British Fashion Awards 2013

Lo scorso 2 dicembre 2013 al Coliseum di Londra si sono svolti i British Fashion Awards 2013, gli Oscar della moda inglese assegnati ogni anno dal Bfc-British Fashion Council, che hanno premiato il talento e la creatività di molte firme del mondo della moda. Tra i 16 awards assegnati spicca il nome dell’italianissima Miuccia Prada, protagonista assoluta della serata, che si è aggiudicata l’International Designer of the Year award, il nuovo premio introdotto proprio con l’edizione di quest’ anno.
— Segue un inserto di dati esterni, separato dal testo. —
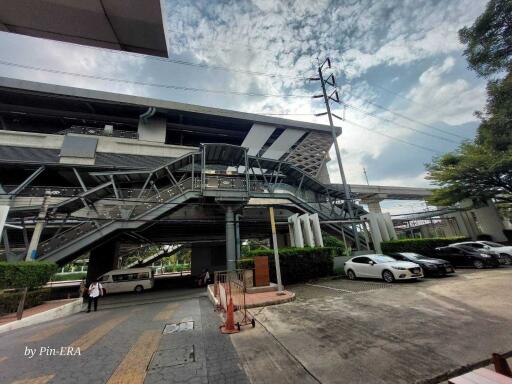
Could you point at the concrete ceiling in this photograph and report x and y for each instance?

Nato per celebrare i designer più considerevoli nel panorama internazionale, l’importante riconoscimento è stato assegnato alla stilista italiana più in voga del momento, recentemente inserita dalla rivista “Time” nell’elenco delle 100 personalità più influenti del ventesimo secolo, conosciuta per le sue capacità di innovare continuamente e fissare ad ogni collezione l’agenda di tutto il settore moda: ennesima testimonianza della grande influenza che il suo stile esercita nel mondo della moda.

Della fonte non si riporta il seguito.